Find the intersection point of two linked list

Learn how to find the intersection point of two linked list.

Example

Input:
13 -> 4 -> 12 -> 27 -> null
14 -> 4 -> 82 -> 11 -> 12 -> 27 -> null

Output:
12

An intersection point is an element present in both the linked list such that there is equal amount of elements after them.

Linked list intersection

Naive approach

One simple approach is to iterate all the elements of first list and then check if it is present in the second list or not. It will take O(m * n) time.

Using set

Another approach is to use a hashset and store the all the elements of the first list in it and then check in the second list if any of the element is there in the hashset or not. This is an optimized way which will run in O(m + n) but it will require O(m) or O(n) space depending upon which is less.

Efficient approach to find the intersection point of two linked list.

This approach basically removes the need of using extra space.

Implementation

Get the size of both the linked lists.
Calculate the difference in the size of both the list. d = |l1 – l2|
Move the pointer of the longer list d steps forward.
Iterate both the list simultaneously and check if any element matches or not. If matches then return it else return null.

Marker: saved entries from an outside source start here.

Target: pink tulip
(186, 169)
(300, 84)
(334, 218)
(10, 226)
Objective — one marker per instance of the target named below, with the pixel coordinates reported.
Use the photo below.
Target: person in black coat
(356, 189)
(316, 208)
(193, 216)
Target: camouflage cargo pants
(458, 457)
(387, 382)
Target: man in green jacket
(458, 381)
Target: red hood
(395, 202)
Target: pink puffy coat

const intersect = (head1, head2, size1, size2) => {
    //Temp list
    let list1node = null;;
    let list1length = size1;
    let list2node = null;;
    let list2length = size2
    
    //Get the diference and change the order
    let length_difference = 0;
    if (list1length >= list2length) {
        length_difference = list1length - list2length;
        list1node = head1;
        list2node = head2;
    } else {
        length_difference = list2length - list1length;
        list1node = head2;
        list2node = head1;
    }
    
    //Move the longest list d steps forward
    while (length_difference > 0) {
        list1node = list1node.next;
        length_difference--;
    }
    
    //Check for common element in both list or intersection point
    while (list1node && list2node) {
        if (list1node.element === list2node.element) {
            return list1node.element;
        }
        list1node = list1node.next;
        list2node = list2node.next;
    }

    return null;
};

Input:
const ll1 = new linkedlist();
const ll2 = new linkedlist();

ll1.append(13);
ll1.append(4);
ll1.append(12);
ll1.append(27);

ll2.append(14);
ll2.append(4);
ll2.append(82);
ll2.append(11);
ll2.append(12);
ll2.append(27);

console.log(intersect(ll1.getHead(), ll2.getHead(), ll1.size(), ll2.size()));

Output:
12

Time complexity: O(m + n).
Space complexity: O(1).